American Bar Association
General Practice, Solo, and Small Firm Division
The Compleat Lawyer
Winter 1998
© American Bar Association. All rights reserved.

Financial Arrangements


Nothing can cause more hard feelings than disputes about money. The first management procedure that should never be violated is to discuss the fees at initial meeting. The client is concerned about the cost of the representation and the firm is concerned about being paid. Everyone will be relieved to know what costs and fees will be involved in the matter.

Request and obtain a retainer before any representation commences. While there are some exceptions to the need for a retainer, they are very few. Not only will the firm benefit from the cash flow but also a retainer assures a commitment and "buy-in" from the client in the matter.

All fee agreements should be in writing and every matter should have a fee agreement or a letter of engagement. For representation of existing clients on new matters, a simple letter that confirms the billing arrangement is adequate.

Avoid future misunderstandings or conflicting recollections by assuring that both client and firm understand what financial arrangements exist in the matter. If there is a need to deviate from that agreement at any point, discuss the change with the client, and provide a written amendment to the agreement or representation letter.
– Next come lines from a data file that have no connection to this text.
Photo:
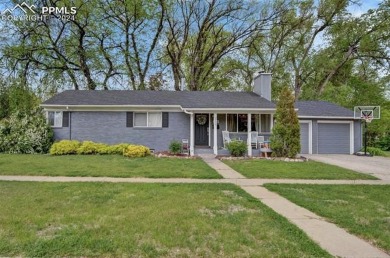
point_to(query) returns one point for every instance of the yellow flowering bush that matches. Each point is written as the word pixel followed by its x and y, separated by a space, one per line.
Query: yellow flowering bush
pixel 89 147
pixel 136 151
pixel 114 149
pixel 65 147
Regularly review the firm's fee procedures to consider other billing arrangements, such as value or task-based billing, which may be preferable for the client and the firm.

Settlement negotiations must always be discussed with and approved by the client. Include language delineating firm settlement authority and requiring client cooperation within any fee agreement. Remember that many jurisdictions obligate the lawyer to provide for payment of third-party costs, such as medical treatment, from settlement proceeds. Failure to recognize such obligations can have both a financial and malpractice component for the firm.

Fee disputes are one of the leading causes of malpractice actions. Prompt and regular billing will avoid some disputes about the value of the services provided. The perception of value diminishes on a daily basis after the matter has been concluded. Delay in providing a final billing reduces the likelihood of being paid and increases the chances of an ugly fee dispute. Obtaining retainers and requiring regular payments on the account will minimize the amount at risk in any final billings.

Sue a client over fees only in extremely rare instances. It is almost guaranteed that a collection action on fees will result in a counterclaim for malpractice, which will often offset any value in asserting the fees claim in the first place. If a fee dispute reaches that point, walk away from the "lost" fees and learn by the experience.